Monthly Archives: December 2013

Article: From Empty Tomb Toward Transfigured Bodies: Pondering Resurrection with Wit by Kristine Suna-Koro

In the current issue of Spiritus (Fall 2013), Kristine Suna-Koro of Xavier University (Cincinnati, OH) uses a contemporary play to explore “the mysteries of dying, death, and afterlife.”  Here’s an excerpt from the introductory section:

Mark Jordan mused that the charism of theology is to facilitate our “restlessness on the way to beatitude.” At the present time some of the most incisive and revealing contemporary restlessness around the mysteries of dying, death, and afterlife—an enigma never exclusively owned or solved by one single epoch, religion, culture, or genre of human creativity—has migrated into the media arts. In the context of contemporary visual theology, the critically acclaimed HBO film Wit (2001) stands out as a stirring instance of courageous and intricate existential engagement with the agonies and disfigurations of terminal illness and death. The film is based on the Pulitzer Prize-winning play Wit (1999) by Margaret Edson and has proceeded to win a stack of other cinematic awards.

Over a decade later Wit has not lost a sliver of its spiritual urgency and throbbing fascination. It plunges the viewers into a torrent of profound questions: What is bodily death? What happens after death? And what is the process of bodily dying in our decidedly virtual age—merely a little gentle “comma” in a smoothly providential flow of existence? Or maybe a stark “semicolon” rooted in that very intricate experience of pain that even the most elegant theodicy can never truly sublimate or dispel?
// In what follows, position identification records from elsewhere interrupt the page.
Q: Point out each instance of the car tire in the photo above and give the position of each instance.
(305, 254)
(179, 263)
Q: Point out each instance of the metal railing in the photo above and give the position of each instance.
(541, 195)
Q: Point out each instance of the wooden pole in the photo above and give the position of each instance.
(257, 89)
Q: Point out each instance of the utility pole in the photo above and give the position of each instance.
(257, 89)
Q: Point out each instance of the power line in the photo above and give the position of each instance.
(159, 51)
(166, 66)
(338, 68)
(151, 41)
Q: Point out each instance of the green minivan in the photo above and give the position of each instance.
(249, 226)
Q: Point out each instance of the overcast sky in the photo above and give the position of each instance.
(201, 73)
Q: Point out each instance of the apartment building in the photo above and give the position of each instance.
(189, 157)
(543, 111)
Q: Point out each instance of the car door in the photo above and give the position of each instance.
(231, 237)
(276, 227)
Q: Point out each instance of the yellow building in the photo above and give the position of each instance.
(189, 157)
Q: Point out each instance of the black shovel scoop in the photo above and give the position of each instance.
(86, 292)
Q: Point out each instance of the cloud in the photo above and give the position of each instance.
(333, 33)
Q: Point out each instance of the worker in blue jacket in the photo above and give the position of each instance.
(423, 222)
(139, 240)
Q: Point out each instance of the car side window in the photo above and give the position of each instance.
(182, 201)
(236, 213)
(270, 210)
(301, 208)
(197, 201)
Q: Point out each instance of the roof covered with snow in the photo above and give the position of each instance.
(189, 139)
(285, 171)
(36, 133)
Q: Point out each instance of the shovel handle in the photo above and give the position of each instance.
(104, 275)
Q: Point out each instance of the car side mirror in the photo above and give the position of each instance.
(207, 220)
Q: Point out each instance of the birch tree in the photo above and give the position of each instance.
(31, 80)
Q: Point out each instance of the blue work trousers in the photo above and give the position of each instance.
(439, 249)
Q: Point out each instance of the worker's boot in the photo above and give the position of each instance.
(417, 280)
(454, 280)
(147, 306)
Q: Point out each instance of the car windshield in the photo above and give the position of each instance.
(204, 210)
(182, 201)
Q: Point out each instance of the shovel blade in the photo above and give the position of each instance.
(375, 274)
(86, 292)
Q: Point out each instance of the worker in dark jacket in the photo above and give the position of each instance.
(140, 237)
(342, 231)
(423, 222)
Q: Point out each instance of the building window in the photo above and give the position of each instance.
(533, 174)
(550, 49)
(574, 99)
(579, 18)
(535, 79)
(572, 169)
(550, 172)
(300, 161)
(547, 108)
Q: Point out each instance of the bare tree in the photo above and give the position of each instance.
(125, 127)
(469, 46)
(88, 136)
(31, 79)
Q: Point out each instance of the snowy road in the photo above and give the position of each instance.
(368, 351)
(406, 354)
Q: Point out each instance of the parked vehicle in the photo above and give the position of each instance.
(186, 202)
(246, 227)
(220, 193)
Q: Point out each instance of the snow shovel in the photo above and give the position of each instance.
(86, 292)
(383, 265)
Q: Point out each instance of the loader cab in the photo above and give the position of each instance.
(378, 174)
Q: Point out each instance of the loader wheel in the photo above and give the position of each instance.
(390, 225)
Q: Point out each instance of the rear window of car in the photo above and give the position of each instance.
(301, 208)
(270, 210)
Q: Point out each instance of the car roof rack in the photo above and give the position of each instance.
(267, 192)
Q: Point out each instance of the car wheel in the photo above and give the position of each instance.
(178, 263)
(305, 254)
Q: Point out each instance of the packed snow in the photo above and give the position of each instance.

Or is death rather an abrupt and screeching exclamation mark that is just piously masquerading as a polite “semicolon” to echo certain soporific religious conventions? Such are the focal questions that Wit opens up before our gaze.

Book Chapter: Hidden God and Hidden Self: The Emergence of Apophatic Anthropology in Christian Mysticism by Bernard McGinn

In Histories of the Hidden God: Concealment and Revelation in Western Gnostic, Esoteric, and Mystical Traditions,
edited by Grant Adamson and April D. Deconick (Acumen Publishing, 2013), pp. 87-100.  Here’s an excerpt from McGinn’s introductory section:

It is important to note that apophatic theology comes in many varieties and that not all forms of insisting that God is unknowable also claim that the human self is incomprehensible.  All Christian theologians pay homage to the divine mystery, insisting that God is in some sense beyond the human mind, but there is an important difference between “soft apophatism,” that is, an admission of general divine unknowability, and the various forms of “hard apophatism” that develop full-fledged accounts of speaking about God designed to subvert all human modes of conceiving and predicating.  It is among the more rigorous forms of apophatic theology that the possibility of apophatic anthropology emerges.  I will take a brief look at five examples of such hiddenness in the Christian tradition.